Feb 22, 2008 (07:02 PM EST)
Database Pioneer Rethinks The Best Way To Organize Data
Read the Original Article at InformationWeek
Is there a better way to build a data warehouse? For years, relational databases--which organize data in tables composed of vertical columns and horizontal rows--have served as the foundation of data warehouses. Now database pioneer Michael Stonebraker is promoting a different way of organizing them, promising much faster response times.
DB2, MySQL, Oracle, SQL Server, Sybase, and Teradata all have rows as their central design point. Yet in data warehousing, faster performance is gained through a column layout, maintains Stonebraker, CTO of startup Vertica Systems, which last week introduced its Vertica 2.0 column-based database, due for general release in March. Stonebraker says all types of queries on "most data warehouses" will run up to 50 times faster in a column database. The bigger the data warehouse, the greater the performance gain.
While a scientist at the University of California at Berkeley in the 1970s, Stonebraker was one of the original architects of the Ingres relational database, which spawned several commercial variants. A row-based system like Ingres is great for executing transactions, but a column-oriented system is a more natural fit for data warehouses, Stonebraker now says.
Why? Data warehouses frequently store transactional data, with each transaction having many parts. Columns cut across transactions and store an element of information that's standard to each transaction, such as customer name, address, or purchase amount.
A row, by comparison, may hold 20 to 200 different elements of a transaction. A standard relational database would retrieve all the rows reflecting, say, sales for a month, load the data into system memory, then find all sales records and generate an average from them. Being able to focus on just the "sales" column leads to improved query performance.
There's a second performance benefit in the column approach. Because columns contain similar information from each transaction, it's possible to derive a compression scheme for the data type, then apply it throughout the column. Rows can't be compressed as easily because the nature of the data--name, ZIP code, and account balance, for example--varies from record to record. Each row would require a different compression scheme.
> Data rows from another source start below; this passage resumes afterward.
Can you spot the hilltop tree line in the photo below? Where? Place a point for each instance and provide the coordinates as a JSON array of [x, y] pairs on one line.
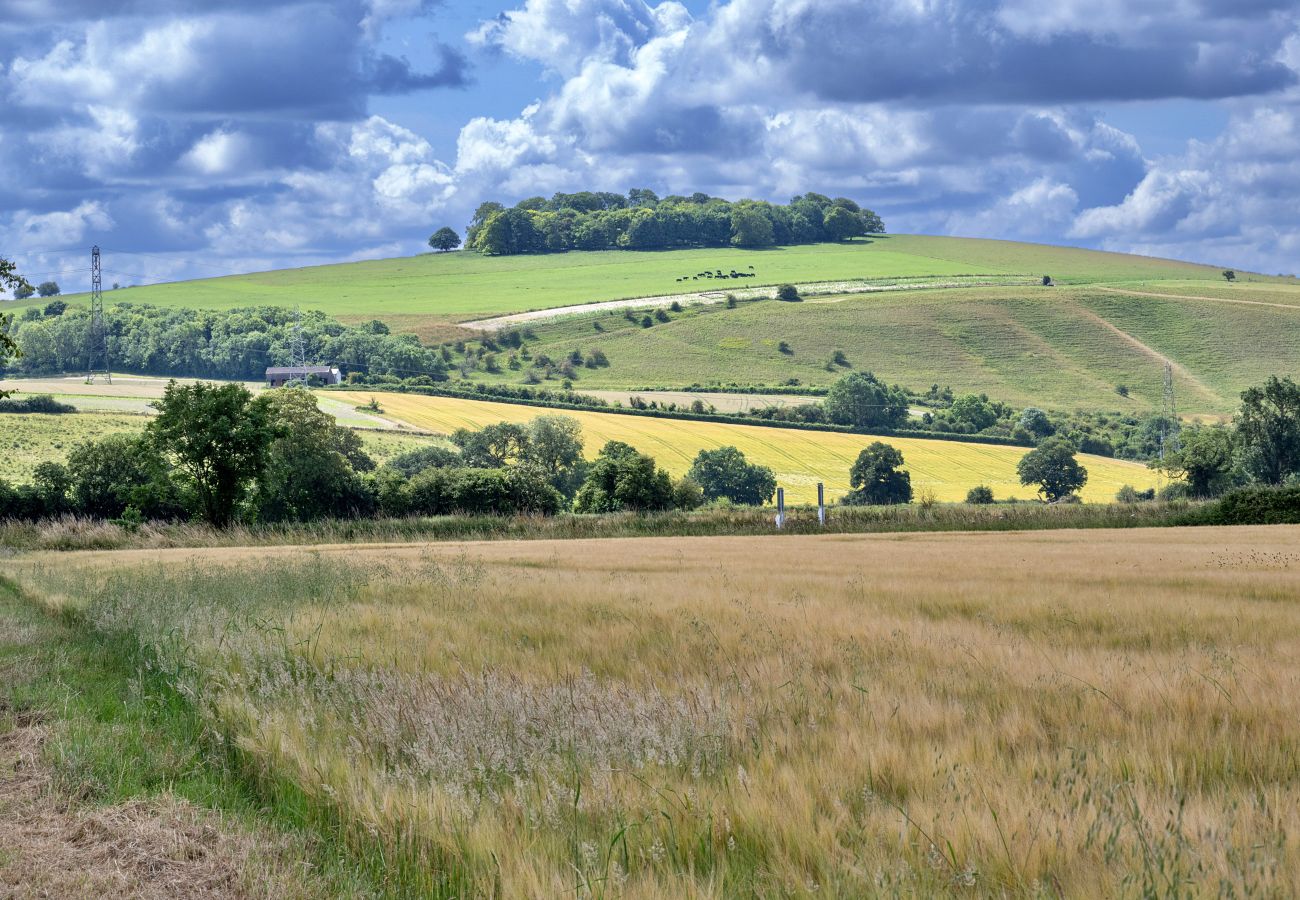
[[208, 344], [641, 220]]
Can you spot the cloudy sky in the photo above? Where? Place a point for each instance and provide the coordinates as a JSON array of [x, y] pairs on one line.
[[194, 137]]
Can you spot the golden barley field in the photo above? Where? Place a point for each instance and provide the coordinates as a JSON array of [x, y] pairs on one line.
[[798, 458], [1018, 714]]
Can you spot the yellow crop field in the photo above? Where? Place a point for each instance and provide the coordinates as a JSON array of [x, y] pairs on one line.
[[1051, 714], [798, 458]]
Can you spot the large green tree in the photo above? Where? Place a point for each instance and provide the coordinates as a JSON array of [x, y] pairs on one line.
[[1052, 468], [1205, 458], [623, 479], [312, 466], [9, 280], [724, 474], [843, 224], [555, 451], [219, 438], [120, 471], [1269, 427], [750, 228], [878, 477], [861, 399], [445, 238]]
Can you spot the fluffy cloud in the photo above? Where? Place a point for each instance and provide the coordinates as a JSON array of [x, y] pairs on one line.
[[243, 128], [966, 116], [1234, 199]]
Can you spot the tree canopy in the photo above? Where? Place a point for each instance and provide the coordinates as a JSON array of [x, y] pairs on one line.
[[878, 477], [219, 437], [1269, 425], [599, 220], [445, 238], [863, 401], [1052, 468], [724, 474]]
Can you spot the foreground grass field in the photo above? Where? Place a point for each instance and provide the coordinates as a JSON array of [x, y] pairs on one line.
[[468, 285], [1061, 347], [1052, 714], [798, 458]]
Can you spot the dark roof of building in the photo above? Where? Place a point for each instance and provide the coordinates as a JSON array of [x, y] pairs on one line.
[[299, 370]]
Compressing data in columns makes for faster storage and retrieval and reduces the amount of disk required. "In every data warehouse I see, compression is a good thing," Stonebraker says.
Twenty customers have begun using Vertica's database since it was released in September, says CEO Ralph Breslauer. One of them is Sonian Networks, a 10-employee company that archives e-mail for other businesses. Sonian CTO Greg Arnette says he considered PostgreSQL, MySQL, and Oracle for business intelligence but opted for Vertica, based in part on "Stonebraker's reputation."
Arnette expects Sonian's e-mail archive to grow from a few terabytes to a petabyte sometime next year. "We needed a system that was optimized for high-volume reporting," Arnette says. In tests conducted by Sonian, Vertica was "a lot faster" than MySQL and required less CPU power, he says.Sonian's e-mail archive and Vertica data warehouse are hosted on Amazon.com's Simple Storage Service and computing service. Sonian's business customers are able to access reports generated by its data warehouse.
IBM VP Anant Jhingran, in a blog posting last fall, called the column database concept "academically interesting," but suggested that APIs and integration issues stand in the way of widespread adoption. But, with $23.5 million in venture capital funding, Vertica has grown to 50 employees. Says Stonebraker, "I expect the data warehouse market to become completely column-store based."